UK TODAY – TECHNOLOGY
Officers in Greater Glasgow are now using mobile devices as part of their operational duties which will allow them to spend more time within communities.
The addition of the devices enables officers to deal with incidents, engage with members of the public, support victims and focus on crime prevention.
Previously, officers would have to return to their station to record details of an incident on the appropriate systems and complete paperwork. However, the addition of the Samsung Note 9 devices mean that officers are able to connect to police systems whilst working remotely.
The mobile devices also enable officers to carry out checks and file crime reports. Officers can also type statements directly on to the device through its digital notebook function Pronto which obtains an electronic signature from victims and witnesses.
Chief Superintendent Hazel Hendren, divisional commander for Greater Glasgow, said: “The addition of mobile devices is a great benefit to our officers and the communities of Greater Glasgow.
“Officers are able to spend more time on patrol as well as increasing their visibility, engagement and accessibility to members of the public. Mobile Working also brings increased efficiency because officers no longer have to return to police stations to complete administrative tasks or file crime reports.
“Members of the public may see officers working from their devices in a public place or at an incident – this is part of their operational duties and means they can be more visible within the communities they serve.”
Justice Secretary Humza Yousaf said: “I am pleased that Scottish Government capital investment was able to support the introduction of this technology and I’m delighted to see its roll-out in the Greater Glasgow area.
“Being able to access information at their fingertips means officers can react promptly to a range of issues, so they can spend more time working at the heart of communities, providing reassurance to members of the public.”

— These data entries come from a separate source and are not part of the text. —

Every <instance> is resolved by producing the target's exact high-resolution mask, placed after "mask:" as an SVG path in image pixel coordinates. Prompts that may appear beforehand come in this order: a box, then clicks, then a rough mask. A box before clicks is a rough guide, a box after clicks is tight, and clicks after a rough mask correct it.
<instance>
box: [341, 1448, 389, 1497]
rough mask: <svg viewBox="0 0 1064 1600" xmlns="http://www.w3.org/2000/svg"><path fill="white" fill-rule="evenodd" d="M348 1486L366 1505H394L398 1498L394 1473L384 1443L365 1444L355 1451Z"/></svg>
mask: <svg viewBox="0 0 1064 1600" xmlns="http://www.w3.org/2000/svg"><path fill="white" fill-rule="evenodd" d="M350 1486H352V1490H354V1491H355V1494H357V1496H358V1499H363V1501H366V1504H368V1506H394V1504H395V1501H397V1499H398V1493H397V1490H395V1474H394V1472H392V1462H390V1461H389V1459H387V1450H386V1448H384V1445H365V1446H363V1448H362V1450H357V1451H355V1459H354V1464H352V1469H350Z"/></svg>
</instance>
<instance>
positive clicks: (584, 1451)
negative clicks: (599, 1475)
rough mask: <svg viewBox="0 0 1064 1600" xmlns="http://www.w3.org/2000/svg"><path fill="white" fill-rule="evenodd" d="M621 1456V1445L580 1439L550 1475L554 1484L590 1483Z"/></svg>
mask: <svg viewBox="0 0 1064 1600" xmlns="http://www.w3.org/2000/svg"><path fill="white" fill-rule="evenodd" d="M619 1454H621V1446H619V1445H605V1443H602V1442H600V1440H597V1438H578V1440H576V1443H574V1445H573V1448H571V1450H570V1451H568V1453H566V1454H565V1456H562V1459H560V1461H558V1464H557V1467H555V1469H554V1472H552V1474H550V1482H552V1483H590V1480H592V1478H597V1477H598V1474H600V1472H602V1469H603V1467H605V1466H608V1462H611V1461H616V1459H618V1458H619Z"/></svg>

Susan Deacon, chair of the Scottish Police Authority (SPA) said: “This is a really important and much needed step forward. The introduction of mobile working will bring real benefits to the police and the public and will make the police service more responsive, visible and efficient.
“Continued investment in technology is vital to ensure that policing in Scotland keeps pace with changing needs and demands. Communities across Scotland will be better protected as a result of these changes.”
Sean O’Brien, BT’s Client Director for Police Scotland, said: “We’re pleased to be leading this project, bringing in our EE mobile network – the largest 4G network in the UK – and our unrivalled resources to help Police Scotland transform the way they work.
“By helping our customers take advantage of BT’s investments in innovations and networking, including our 5G network which went live in May in Scotland, we’ll see opportunities we couldn’t imagine ten years ago come into our lives.”
Fergus Mayne, country manager, UK & Ireland at Motorola Solutions, said: “The Pronto mobile application replaces the paper notebook and modernises police workflows by giving them access to databases and tools on their mobile device while on the beat. It allows police officers to save time doing paperwork back at the station and instead spend more time in their communities.
“We’re extremely proud to see Pronto rolled out in Glasgow. It is a world-leading mobile solution for the police, and it will now support frontline officers in the city on a daily basis.”
“We are pleased to be a longstanding partner for Police Scotland and to be able to support them in their use and adoption of mobile police technology.”
The £21 million Mobile Working Project which was part funded by the Scottish Government’s capital budget allocation will see approximately 10,000 of Police Scotland’s uniformed officers issued with mobile devices by spring 2020.
The devices will be further enhanced over time with the addition of future policing applications, including national systems as they become available.
Last year, Police Scotland produced a business case for a major investment in digital, data and ICT over 10 years to modernise the service. The proposed investment would also generate savings and public service improvements for the wider criminal justice system.